Crawford, Texas Without promising what specific steps he will take, President Bush is committing his administration to relying on the recommendations of the Sept. 11 commission in waging the war on terrorism.
"The danger to America has not passed," Bush said Saturday in his weekly radio address, citing the cautionary note sounded this week by the commission chairman, Thomas Kean.
The commission's unanimous report, the culmination of a 20-month investigation, portrayed the Sept. 11 terrorists as creative and determined while the nation they were preparing to strike was unprepared and uncomprehending of the imminent danger.
Legislation that would carry out two of the report's recommendations will be the focus of an unusual round of hearings in August while Congress is in recess.
"The 9-11 commission's recommendations will help guide our efforts," said the president. "We will carefully examine all the commission's ideas on how we can improve our ongoing efforts to protect America and to prevent another attack."
Kean, a Republican, has left no doubt what he thinks should be done, saying that unless the panel's recommendations are implemented swiftly, "we're more vulnerable to another terrorist attack."
"We're in danger of just letting things slide. Time is not on our side," Kean said.
Bush has not said how quickly the administration would act. Two important administration officials, Homeland Security chief Tom Ridge and acting CIA director John McLaughlin, oppose a Cabinet-level overseer of the intelligence apparatus, saying improving the current structure is what is needed.
White House chief of staff Andrew Card will undertake a Cabinet-level review of the proposals, which will be examined at all levels of government.

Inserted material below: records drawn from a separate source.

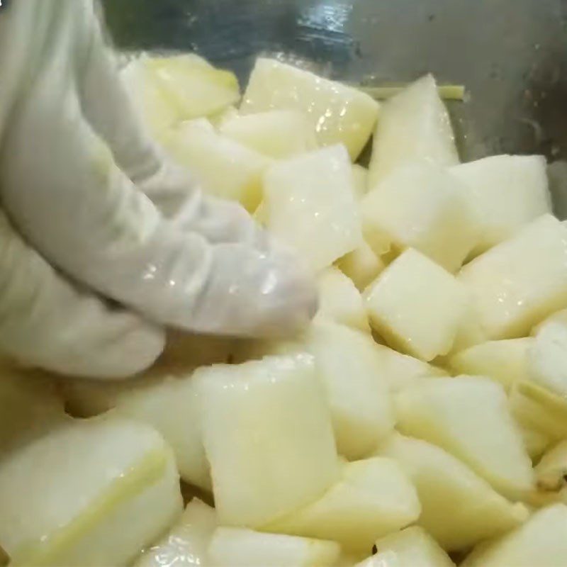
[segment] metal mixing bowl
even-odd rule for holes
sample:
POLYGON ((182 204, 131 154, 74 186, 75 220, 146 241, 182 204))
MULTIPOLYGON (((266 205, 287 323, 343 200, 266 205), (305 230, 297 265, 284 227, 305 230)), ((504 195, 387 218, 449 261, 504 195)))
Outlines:
MULTIPOLYGON (((503 152, 567 159, 567 0, 104 4, 119 47, 195 51, 243 84, 259 54, 357 83, 430 71, 466 86, 467 101, 449 104, 464 159, 503 152)), ((556 208, 567 217, 567 164, 551 169, 556 208)))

Bush insists all recommendations are on the table, while detailing the steps already taken.
He pointed to the dismantling of terrorist cells from California to Florida and the removal of regimes in Iraq and Afghanistan.
"We have waged a steady, relentless, determined war," said the president.
Bush said his administration had provided $13 billion to equip and train more than half a million first responders in cities across the country; transformed the FBI into an agency whose primary mission is fighting terrorism; and stockpiled enough small pox vaccine for every American in case of an emergency.